Juniper aims to wrap Cisco with QFabric datacentre management

Datacentre operators and cloud computing suppliers could slash their power and space requirements while running up to 10 times faster

Datacentre operators and cloud computing suppliers could slash their power and space requirements while running up to 10 times faster by using QFabric, its new flat datacentre architecture, Juniper Networks said on Wednesday.

The first fruits of Juniper's $100m, three-year Stratus R&D programme on datacentre operations, the firm claimed that for a 6000 X 10GigE port configuration, QFabric is up to 10 times faster, uses 77% less power, needs 27% fewer networking devices, occupies 90% less floor space, and cuts operating resources nine-fold compared to Cisco Nexus 7000 and Nexus 5000 series platforms.

QFabric's flat architecture also enables the industry's first integrated security solution that provides visibility, enforcement and scale across the entire physical and virtual datacenter fabric, the company said.

The launch received endorsements from the NYSE Euronext stock exchange, Lawrence Berkeley National Laboratory, and IBM, as well as NetApp, CA Technologies and VMware.

"With QFabric, Juniper is transforming datacenter economics by introducing the only network fabric that is able to eliminate multiple layers of cost and complexity," said Juniper Networks CEO Kevin Johnson.

QFabric consists of three components. The QF/Node acts as the distributed decision engine of the fabric; the QF/Interconnect is the high-speed transport device; and the QF/Director delivers a common window, controlling all devices as one.

Available for order today, the Juniper Networks QFX3500 is the first in the QFabric family and a stepping stone into the QFabric architecture. It can also run as a stand-alone 64port, 10Gbps Ethernet switch with FCoE (Fiber Channel over Ethernet) and Fiber Channel gateway functionality. The QFX3500 offers the fastest unicast and multicast performance in the industry, Juniper said.

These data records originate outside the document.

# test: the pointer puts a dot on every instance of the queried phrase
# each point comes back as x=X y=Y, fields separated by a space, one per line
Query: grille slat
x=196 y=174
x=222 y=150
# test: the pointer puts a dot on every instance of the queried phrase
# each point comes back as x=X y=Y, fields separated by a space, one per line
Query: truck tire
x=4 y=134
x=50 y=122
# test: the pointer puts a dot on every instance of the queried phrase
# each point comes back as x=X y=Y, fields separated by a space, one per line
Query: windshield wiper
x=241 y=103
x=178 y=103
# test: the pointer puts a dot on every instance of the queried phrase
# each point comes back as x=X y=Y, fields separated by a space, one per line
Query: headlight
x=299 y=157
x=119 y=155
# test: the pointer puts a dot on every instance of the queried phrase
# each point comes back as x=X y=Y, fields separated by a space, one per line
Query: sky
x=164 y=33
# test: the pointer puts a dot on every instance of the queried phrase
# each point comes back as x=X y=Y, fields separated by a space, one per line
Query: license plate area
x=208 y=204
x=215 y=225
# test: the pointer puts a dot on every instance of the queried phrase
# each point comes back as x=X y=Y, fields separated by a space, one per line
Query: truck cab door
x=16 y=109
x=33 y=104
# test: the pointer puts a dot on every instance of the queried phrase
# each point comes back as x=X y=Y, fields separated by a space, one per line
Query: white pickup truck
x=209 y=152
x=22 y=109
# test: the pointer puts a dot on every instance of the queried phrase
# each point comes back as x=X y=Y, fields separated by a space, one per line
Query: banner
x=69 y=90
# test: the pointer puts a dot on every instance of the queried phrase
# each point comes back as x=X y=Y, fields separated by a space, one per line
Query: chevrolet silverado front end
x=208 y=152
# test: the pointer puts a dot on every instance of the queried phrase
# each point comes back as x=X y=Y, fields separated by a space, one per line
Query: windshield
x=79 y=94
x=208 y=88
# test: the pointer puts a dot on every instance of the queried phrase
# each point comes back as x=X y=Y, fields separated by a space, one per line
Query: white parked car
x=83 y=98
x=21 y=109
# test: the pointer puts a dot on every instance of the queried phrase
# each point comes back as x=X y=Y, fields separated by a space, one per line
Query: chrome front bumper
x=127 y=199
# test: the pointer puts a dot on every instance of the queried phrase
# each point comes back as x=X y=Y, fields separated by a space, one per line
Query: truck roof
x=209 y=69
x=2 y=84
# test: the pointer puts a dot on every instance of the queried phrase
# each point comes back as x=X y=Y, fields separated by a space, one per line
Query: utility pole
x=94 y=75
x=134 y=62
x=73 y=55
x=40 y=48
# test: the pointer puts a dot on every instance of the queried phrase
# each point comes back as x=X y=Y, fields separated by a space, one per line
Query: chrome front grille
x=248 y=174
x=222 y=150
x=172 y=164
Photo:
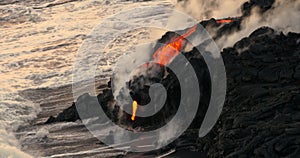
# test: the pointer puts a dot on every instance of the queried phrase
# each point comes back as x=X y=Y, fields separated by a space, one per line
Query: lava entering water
x=166 y=53
x=134 y=109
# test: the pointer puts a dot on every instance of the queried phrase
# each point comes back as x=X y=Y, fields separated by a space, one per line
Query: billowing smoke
x=203 y=9
x=282 y=15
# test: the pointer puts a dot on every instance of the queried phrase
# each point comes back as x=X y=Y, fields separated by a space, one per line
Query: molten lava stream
x=134 y=109
x=222 y=21
x=166 y=53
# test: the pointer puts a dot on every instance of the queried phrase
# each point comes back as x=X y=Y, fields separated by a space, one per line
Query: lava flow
x=222 y=21
x=166 y=53
x=134 y=109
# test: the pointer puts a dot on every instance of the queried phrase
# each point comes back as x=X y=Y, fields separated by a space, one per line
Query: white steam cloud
x=284 y=17
x=203 y=9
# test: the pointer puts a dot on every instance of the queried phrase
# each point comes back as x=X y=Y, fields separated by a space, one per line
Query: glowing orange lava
x=134 y=109
x=222 y=21
x=166 y=53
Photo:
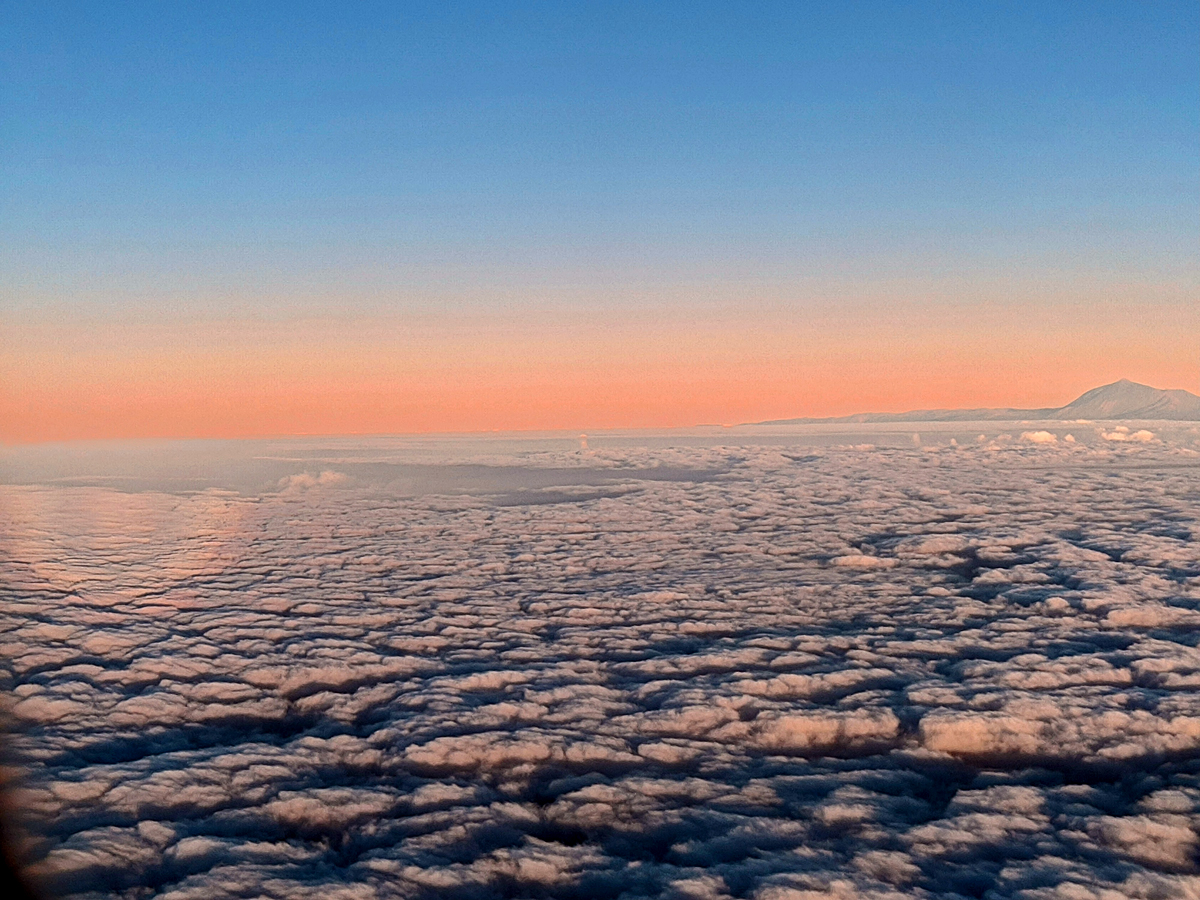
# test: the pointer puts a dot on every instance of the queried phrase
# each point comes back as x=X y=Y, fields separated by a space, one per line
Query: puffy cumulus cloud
x=1041 y=437
x=707 y=672
x=305 y=480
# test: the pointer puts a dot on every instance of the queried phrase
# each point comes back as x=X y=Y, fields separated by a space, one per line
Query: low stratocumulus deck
x=767 y=665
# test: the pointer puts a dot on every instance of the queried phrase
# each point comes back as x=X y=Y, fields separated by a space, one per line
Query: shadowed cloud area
x=715 y=665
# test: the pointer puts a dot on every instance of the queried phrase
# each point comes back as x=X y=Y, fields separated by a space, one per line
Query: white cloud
x=827 y=673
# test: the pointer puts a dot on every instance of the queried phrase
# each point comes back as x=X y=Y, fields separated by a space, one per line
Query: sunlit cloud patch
x=852 y=671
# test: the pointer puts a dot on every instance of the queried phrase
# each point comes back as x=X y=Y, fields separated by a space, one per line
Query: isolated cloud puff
x=1039 y=437
x=1122 y=433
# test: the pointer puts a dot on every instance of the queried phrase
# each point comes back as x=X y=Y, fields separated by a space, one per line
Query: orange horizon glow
x=555 y=370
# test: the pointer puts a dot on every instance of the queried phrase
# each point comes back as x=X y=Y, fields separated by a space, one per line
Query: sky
x=275 y=219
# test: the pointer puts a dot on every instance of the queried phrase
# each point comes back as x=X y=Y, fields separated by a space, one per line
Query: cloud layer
x=940 y=672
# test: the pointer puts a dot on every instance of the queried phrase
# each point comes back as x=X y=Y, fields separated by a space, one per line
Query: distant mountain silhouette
x=1120 y=400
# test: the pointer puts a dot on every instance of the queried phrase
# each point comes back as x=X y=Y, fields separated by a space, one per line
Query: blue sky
x=378 y=217
x=179 y=149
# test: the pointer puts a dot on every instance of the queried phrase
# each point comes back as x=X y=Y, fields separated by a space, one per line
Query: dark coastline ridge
x=1122 y=400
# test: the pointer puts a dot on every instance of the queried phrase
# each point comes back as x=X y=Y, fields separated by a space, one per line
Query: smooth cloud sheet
x=705 y=671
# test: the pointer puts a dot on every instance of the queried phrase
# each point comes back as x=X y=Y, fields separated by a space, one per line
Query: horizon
x=558 y=433
x=449 y=219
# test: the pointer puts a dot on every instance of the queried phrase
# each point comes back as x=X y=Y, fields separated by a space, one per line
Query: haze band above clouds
x=767 y=672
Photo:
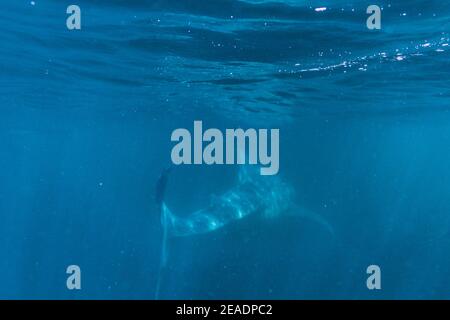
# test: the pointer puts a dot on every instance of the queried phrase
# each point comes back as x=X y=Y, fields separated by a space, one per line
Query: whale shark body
x=268 y=196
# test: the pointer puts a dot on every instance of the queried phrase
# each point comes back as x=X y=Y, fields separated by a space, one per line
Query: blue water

Juniper will accept orders for QF/Interconnect and QF/Director from 3Q11.


Computer Weekly spoke to Anjan Venkatramini, vice-president of Juniper's fabric and switching group, about QFabric.

Is QFabric aimed at enterprises or telcos or both?

AV: Both. QFabric is a high end datacenter architecture that can scale up and down for mid- to high-enterprise and SP needs.

How would a company migrate to the new switch?

AV: The new QFX3500 can be implemented as a edge node to the datacentre architecture and connect to a core switch, so there is no need to rip and replace rather than add in the switch at the edge.

What equipment does in replace?

AV: QFabric replaces a traditional muti-tier DC network.

What comms standards does it support?

AV: Ethernet, FCoE and Fibre channel.

What management apps does it support?

AV: QFabric supports Junos Space and can easily plug into third-party management apps, eg from companies like VMware, CA and IBM through standard APIs.

What are its competitors?

AV: Cisco Fabricpath, but not in the same approach or implementation.

What evidence is there for the cost savings/efficiencies Juniper claims, and are these on a capex, opex or TCO basis?

AV: A comparison was done between QFabric and a Trill-based network architecture giving us these cost savings. We used all existing products currently available in the market. In fact, the following results come from the direct comparison of QFabric to Cisco's Nexus deploying Fabricpath and vPC for a 6000 port configuration:

Up to 10 times the speed (latency is 85% lower)

Consolidated management - one device to manage (one admin) vs 195 devices (nine admins)

  • Reduced interconnect cables needed - 1/7th
  • Fewer physical devices needed - 27%
  • Power and cooling - 77% lower
  • Admin costs - 1/9th
  • Green- 79% energy efficient [or] 1/5th the carbon emissions in pounds weight
  • Full Layer 3 support: Cisco Fabricpath can only handle up to 5% Layer three traffic.